ROBYN SCHULKOWSKY & GEBRÜDER TEICHMANN
Live – US / DE, living in Berlin
SCHULKOWSKY_TEICHMANN FULL TECH RIDER
SCHULKOWSKY_TEICHMANN REDUCED TECH RIDER
Biography
Robyn Schulkowsky: Percussion
Andi & Hannes Teichmann: Live Electronic, Sampling, Processing
Look how time bends before your eyes – because that is what Robyn Schulkowsky and Andi and Hannes Teichmann do with their music. They bend time. They make a ring out of it or some sort of elipse, and then they pull it straight again, they transform it into a rope, and then, of course, they balance on it, forwards, backwards, half speed, double speed. The sounds and beats and noises seem to seek independency, they separate themselves from their origin and dance with their own shadows. The two brothers Teichmann catch sounds, create sounds, echo them, copy them, delay them, sample them, they lift them up and they let them down – and a „pitch“ like that can tell a whole story. There are fragments and there are loops, and all this creates a net, but the net is not just a web of echoes and mirrors: it vibrates in itself, it creates its own reality – so that Robyns sounds and rhythms and this architecture of electricity and zeros and ones become inseparably one thing, one body. (Text by Roland Schimmelpfennig)

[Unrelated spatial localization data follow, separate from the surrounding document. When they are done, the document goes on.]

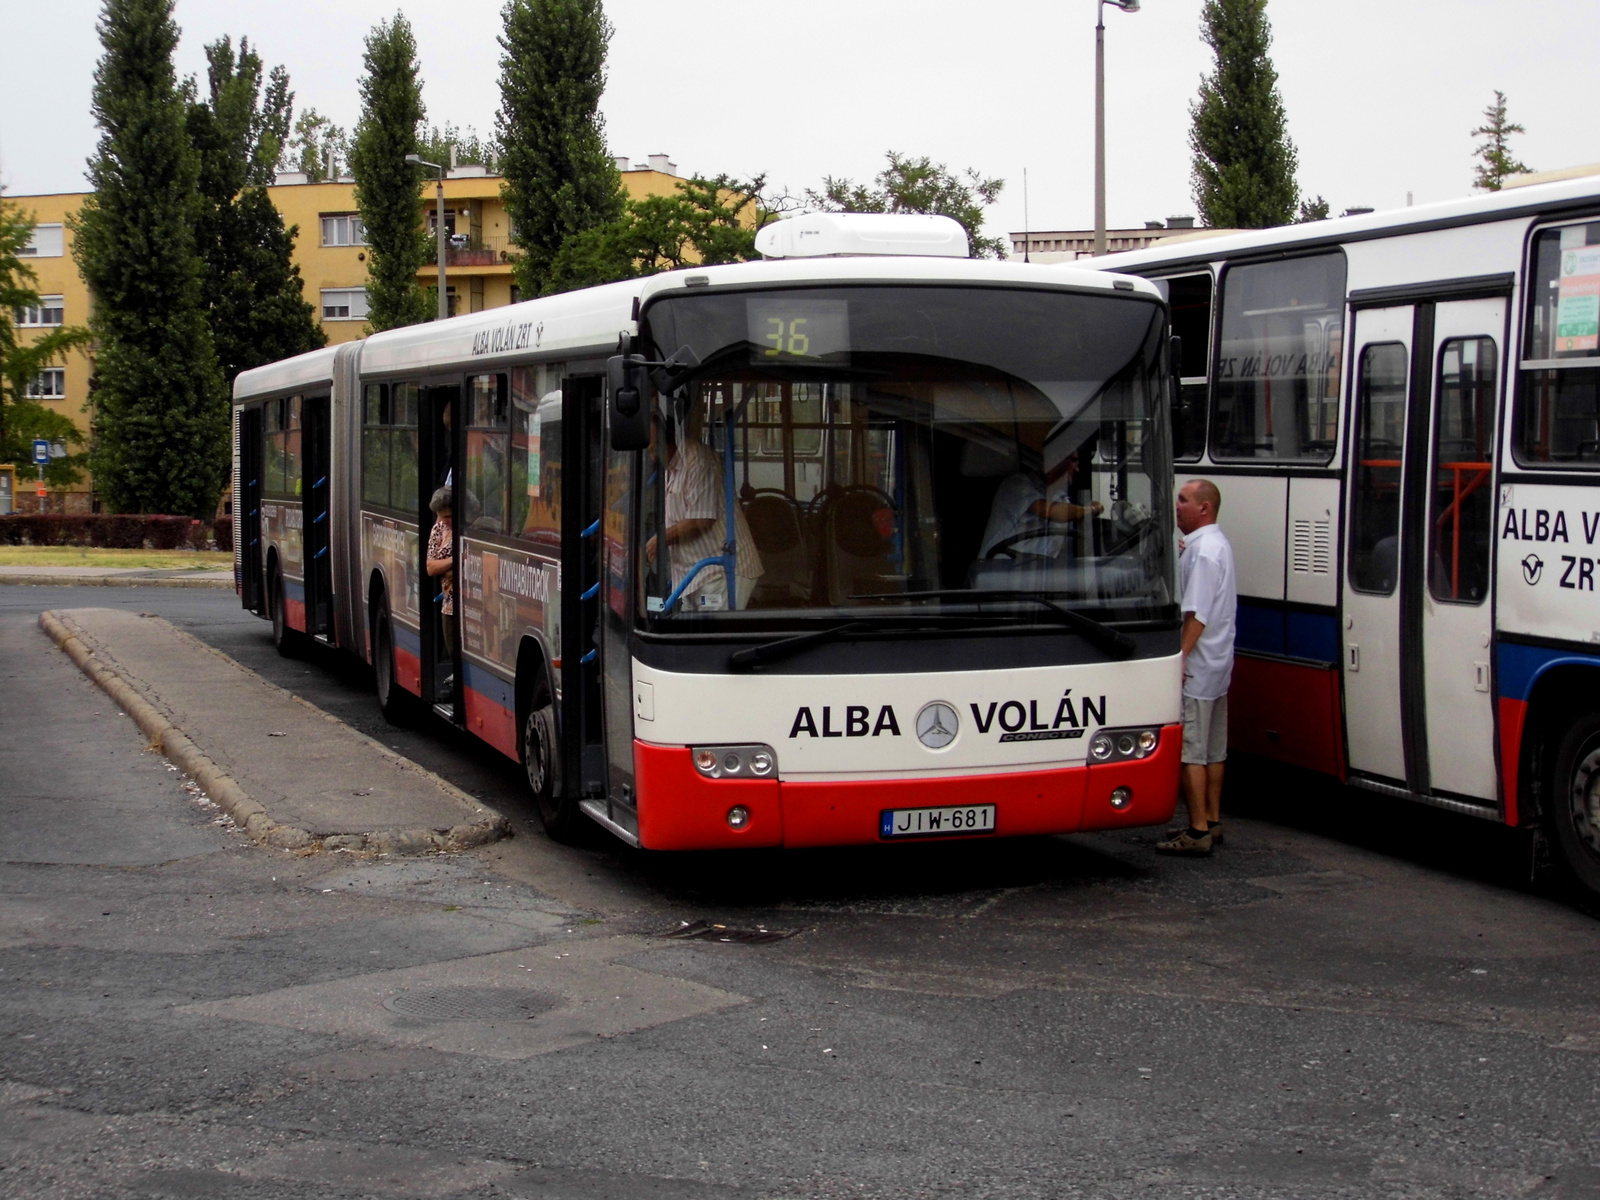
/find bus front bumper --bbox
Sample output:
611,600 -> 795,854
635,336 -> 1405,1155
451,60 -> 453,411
632,727 -> 1181,851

Robyn Schulkowsky and Gebrüder Teichmann weave interactive acoustic webs of percussion, sound objects and live electronics. Their focus is on exploring rhythmic relations and their textures.
Which parameters can be made playable? Which actions and reactions can be linked? How can spatial and temporal distances become musically related?
Their performances are immersive, not in a virtual sense, but in an original physical sensory sense, as an engagement with acoustic and social space.
In doing so, they achieve something special: a synchronicity of playfulness, concentration and reflection.
When Robyn and the Teichmann Brothers met through a mutual friend they knew nothing about each other. Andi & Hannes had no idea that Robyn was a legendary percussionist. They knew nothing about her collaborations and friendships with John Cage, Morton Feldmann or Christian Wolff, about her live sonic sculptures for New York’s Central Station or the two weeks percussion concert she initiated for Expo2000 with drummers from all over the world. Robyn didn’t know the brothers either. Their penchant for unconventional approaches of making electronic music, their cross-traditional projects in Pakistan, Afghanistan, Kenya or Central Asia or their collaborations with Staatsoper Berlin, Ensemble Modern or Goethe-Institutes around the Globe.
Completely without their references or any prior knowledge, the three immediately understood each other: they shared a passionate enthusiasm for discussing music and society and possibilities of equal participation.
It quickly became clear to them that they wanted to continue these dialogues in a different language: music.